Longer-Term Moving Averages
One good way to confirm a bullish trend in a situation like this is to wait and see whether there is a longer-term crossover. If the 10-day SMA also exceeds the 20-day SMA, this crossover helps provide additional confirmation that the market’s momentum is bullish.
To put it simply, having a second, longer-term crossover like this helps reaffirm that price is rising, notes Charles Hayter, co-founder and CEO of digital currency platform CryptoCompare. Taken together, the two crossovers represent a stronger indicator of bullish momentum.
Moving Average Convergence Divergence (MACD)
For additional confirmation, a trader could harness a slightly more complex technical indicator called the Moving Average Convergence Divergence (MACD), Hayter offers. The MACD is a momentum oscillator that incorporates multiple moving averages to identify bullish and bearish trends.
Making use of this technical indicator requires first calculating the Exponential Moving Average (EMA), which is similar to the SMA but gives greater weight to the most recent price data. Making this adjustment helps reduce the lag associated with relying on moving averages.
For example, calculating bitcoin’s 12-day EMA would involve gathering price data for all sessions during that time frame and then determining how much weight the final day’s price information should have relative to those of the other sessions.
To determine bitcoin’s MACD, you could use the aforementioned methodology to calculate the digital currency’s 26-day EMA and then subtract that from its 12-day EMA. (Trading software can do this for you as well.)
The MACD provides a “mathematical opinion” of whether a particular asset is either overbought or oversold, says Lee. He adds that security prices always go through cycles, and will inevitably experience these two states.
Relative Strength Index (RSI)
If you want to use technical indicators to get a better sense of whether bitcoin is overbought or oversold, you may might consider looking into the Relative Strength Index (RSI), which measures the size of a security’s recent price movements to get a better sense of whether it is trending upward or downward.
By identifying when bitcoin is overbought, you can pinpoint opportunities to take profits and avoid overpaying for the digital currency.
Figuring out when bitcoin is underbought, on the other hand, can provide appealing opportunities to purchase the currency. By singling out these opportunities, you can potentially generate compelling returns.
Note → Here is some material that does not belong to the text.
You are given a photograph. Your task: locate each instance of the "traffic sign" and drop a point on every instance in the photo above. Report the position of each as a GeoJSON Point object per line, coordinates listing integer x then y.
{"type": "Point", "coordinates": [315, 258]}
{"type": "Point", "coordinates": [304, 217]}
Certain technical indicators, for example the MACD and RSI, are lagging indicators, meaning that they trail the price of an asset like bitcoin. Because these indicators follow the price of the security being studied, they may not provide the information you need to make a successful trade until a trend has ended.
Price is Paramount
As a result, some traders believe that price is the best indicator. Petar Zivkovski, COO of leveraged digital currency trading platform Whaleclub, is in this particular camp. He observes:
“I’ve found after years of trading [manually] that the best indicator is price itself.”
Zivkovski emphasizes that lagging indicators do not always provide the same value. He says:
“Technical indicators such as MACD and RSI are functions of price, so they are delayed relative to price by definition. So any information you get from them will be slower than what you can get from price itself.”
To use technical analysis effectively, you must understand trader psychology and the impact it has on the securities markets. Assets, for example stocks and bonds, always follow cycles that include booms and busts.
In this particular case, Zivkovski asserts that technical analysis is effective because many traders are using it. He notes:
“Technical analysis is a psychological tool and works because other traders use it too … The simpler the tools you use, the more players in the market are using those too, and the more likely they are to succeed.”